Here is my two cents opinion, as an artist working for different clients around the world as a concept artist and comic book artist. I have also been working on my own comic book stories lately, and from what I've seen, for indie creators these days, what matters is not the story or character, but who they are as a brand. I saw great big artists like Sean Gordon Murphy, for instance, with his big name in the marketing, and we should have expected a 1 million dollar campaign when he released his last comic book Kickstarter, but it didn't happen. And it exist a few comic book indie artists out there that make half of million dollars just in the first campaign, and they didn't even draw any famous character before, mainly because I think the fans followed everything that the person shared online, through the production of the comic book, and they feel part of it, they feel connected to the creator, and they will by anything from them, even if they release just a T-shirt.

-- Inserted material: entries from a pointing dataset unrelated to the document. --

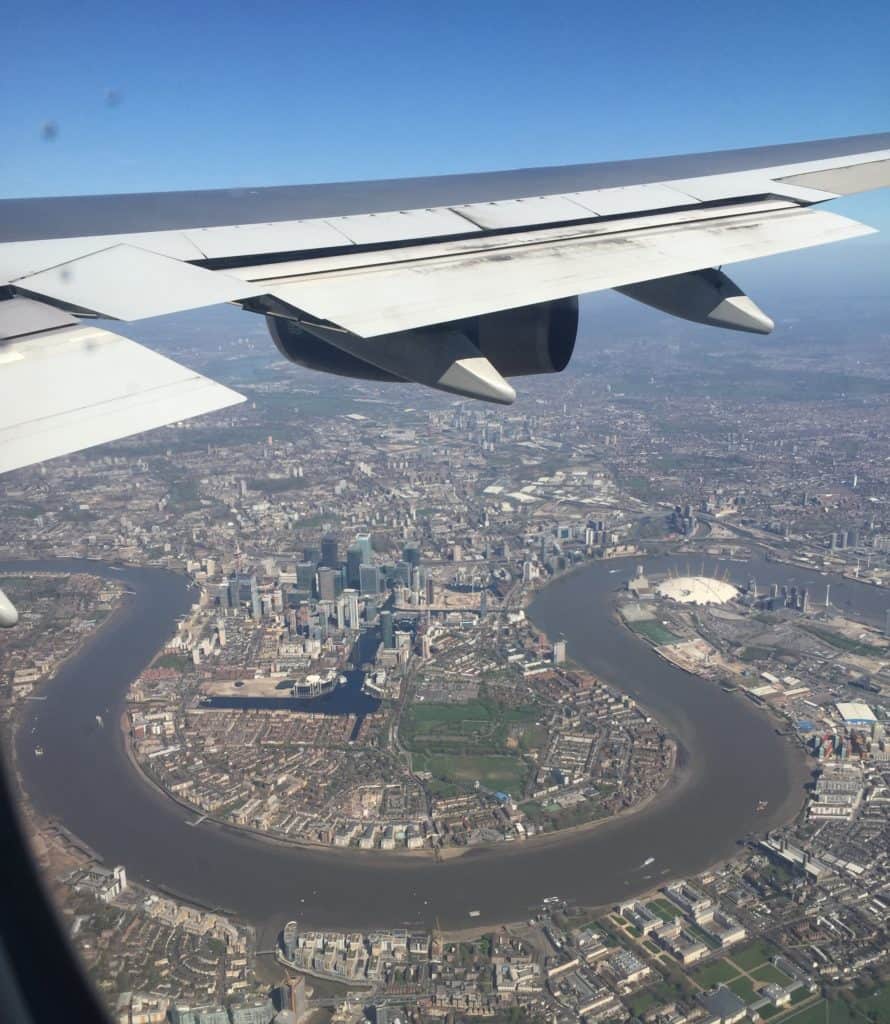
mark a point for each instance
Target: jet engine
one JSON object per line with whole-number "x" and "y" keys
{"x": 469, "y": 357}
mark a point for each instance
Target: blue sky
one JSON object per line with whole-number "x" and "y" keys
{"x": 216, "y": 94}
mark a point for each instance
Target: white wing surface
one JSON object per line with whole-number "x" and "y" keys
{"x": 378, "y": 271}
{"x": 76, "y": 385}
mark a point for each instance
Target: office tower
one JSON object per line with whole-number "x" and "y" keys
{"x": 387, "y": 630}
{"x": 330, "y": 553}
{"x": 354, "y": 560}
{"x": 244, "y": 588}
{"x": 369, "y": 579}
{"x": 330, "y": 584}
{"x": 352, "y": 608}
{"x": 364, "y": 542}
{"x": 306, "y": 576}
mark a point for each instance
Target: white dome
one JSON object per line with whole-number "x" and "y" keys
{"x": 696, "y": 590}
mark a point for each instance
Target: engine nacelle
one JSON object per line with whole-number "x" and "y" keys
{"x": 298, "y": 345}
{"x": 470, "y": 357}
{"x": 527, "y": 340}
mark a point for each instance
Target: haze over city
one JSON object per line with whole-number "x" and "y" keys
{"x": 358, "y": 699}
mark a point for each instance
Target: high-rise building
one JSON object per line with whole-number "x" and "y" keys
{"x": 354, "y": 559}
{"x": 330, "y": 553}
{"x": 369, "y": 579}
{"x": 244, "y": 588}
{"x": 352, "y": 608}
{"x": 387, "y": 630}
{"x": 330, "y": 584}
{"x": 364, "y": 542}
{"x": 306, "y": 576}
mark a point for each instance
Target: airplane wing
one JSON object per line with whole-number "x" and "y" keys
{"x": 455, "y": 282}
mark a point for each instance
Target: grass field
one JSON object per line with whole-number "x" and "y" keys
{"x": 770, "y": 973}
{"x": 810, "y": 1015}
{"x": 476, "y": 727}
{"x": 640, "y": 1003}
{"x": 877, "y": 1003}
{"x": 843, "y": 643}
{"x": 754, "y": 955}
{"x": 712, "y": 974}
{"x": 653, "y": 632}
{"x": 665, "y": 909}
{"x": 494, "y": 771}
{"x": 744, "y": 988}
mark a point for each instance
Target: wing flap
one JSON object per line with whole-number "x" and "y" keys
{"x": 384, "y": 299}
{"x": 73, "y": 387}
{"x": 127, "y": 283}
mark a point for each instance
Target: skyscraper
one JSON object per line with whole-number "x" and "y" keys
{"x": 306, "y": 576}
{"x": 387, "y": 630}
{"x": 244, "y": 588}
{"x": 364, "y": 542}
{"x": 330, "y": 584}
{"x": 354, "y": 559}
{"x": 330, "y": 552}
{"x": 369, "y": 579}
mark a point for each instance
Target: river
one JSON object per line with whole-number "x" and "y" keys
{"x": 731, "y": 758}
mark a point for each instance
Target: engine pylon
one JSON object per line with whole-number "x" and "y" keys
{"x": 704, "y": 297}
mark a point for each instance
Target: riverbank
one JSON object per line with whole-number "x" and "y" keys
{"x": 86, "y": 781}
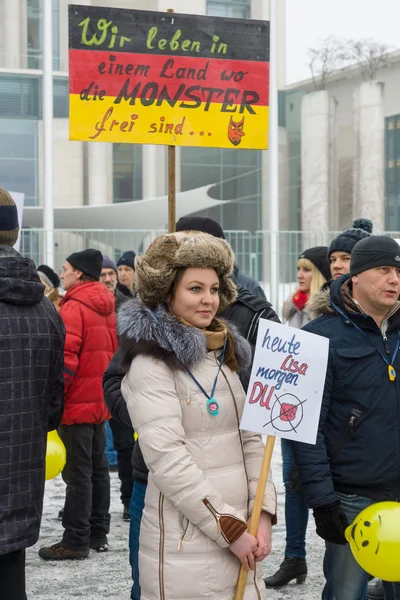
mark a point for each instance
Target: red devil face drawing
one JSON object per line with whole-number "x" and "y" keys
{"x": 235, "y": 131}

They feel connected with the PERSONA ideas and not so much with the project. And this is a tough way to market for us that prefer to just write and draw, and not so much sharing everything on YouTube day by day. I agree that publishing flops rather than trades or one-shots is better. The problem is surviving until you have 50 flops issues published to start to make money, in the traditional way with publishers like Image Comics or Dark Horse, for instance. Is too much upfront investment before starting to see real money. Thank you so much for sharing all that info, we learn a lot from other people's experiences, a lot more coming from an excellent artist like you.